A simple repo containing code used to search Reddit for accounts that behave a very specific way.
At the time of the most recent update, this script has found:
343,797 Posts
7,929 Accounts
While browsing Reddit, I happened to find a user who only posted what looked like gibberish on their profile.
After scrolling down a ways, I saw that this account also makes comments on other (similarly gibberish) posts
I also noticed that these accounts are all named in a similar way.
[word][-|_| ][word][-|_| ][numbers]
in regex (I think this is right):
(.*?)[-_]?(.*?)[-_]?(\d+)
I think this name-generation method is not new. Reddit suggests these account names to new users. What's concerning to me is if I see someone with a username like the above, they may be a bot or they may be a real person who doesn't care too much about what their username looks like.

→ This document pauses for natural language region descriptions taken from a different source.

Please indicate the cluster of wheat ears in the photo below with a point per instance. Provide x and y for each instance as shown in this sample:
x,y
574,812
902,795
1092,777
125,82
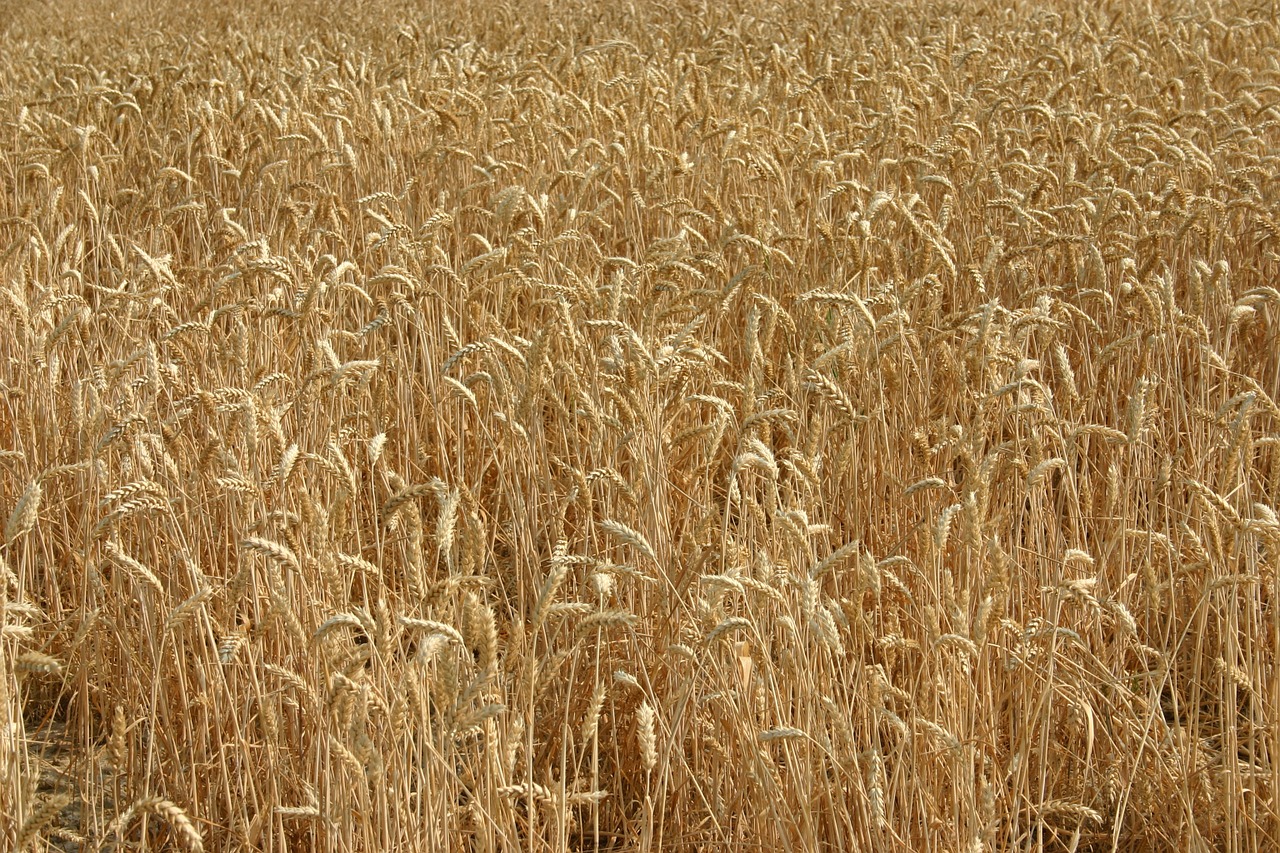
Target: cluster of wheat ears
x,y
668,425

The content of these posts and comments seem to be random but based on real information. In the two images above, I see parts of addresses, recipes, and what looks like a company mission statement.
What I want to know is: Why?
I have a few ideas.
- To generate fake engagement on accounts that will one day be sold to advertisers.
- Someone somewhere is testing a method of fake account creation and interaction.
- Maybe to sell the accounts one day.
- Once the method is perfected, maybe they will start reaching out and interacting with real users for advertisement or to (if you will allow me to put on my tin hat for a moment) affect the sentiment surrounding various topics on Reddit.
The script above uses PRAW, the Reddit API wrapper. It starts with one username and saves the most recent posts to a local SQLite3 database. If any of the posts have comments on them, they and their authors get stored in the database as well.
When the script is ran again, it checks the database for any users who have less than 10 associated posts. The idea is that these users would be those for whom I only have comments.
The script then gets a number of the most recent posts from these usernames, checking for and saving comments to the database as it goes.
Each time the script is executed (so far) the list of usernames continues to grow. This also means the amount of time it takes for the script to be completed increases drastically.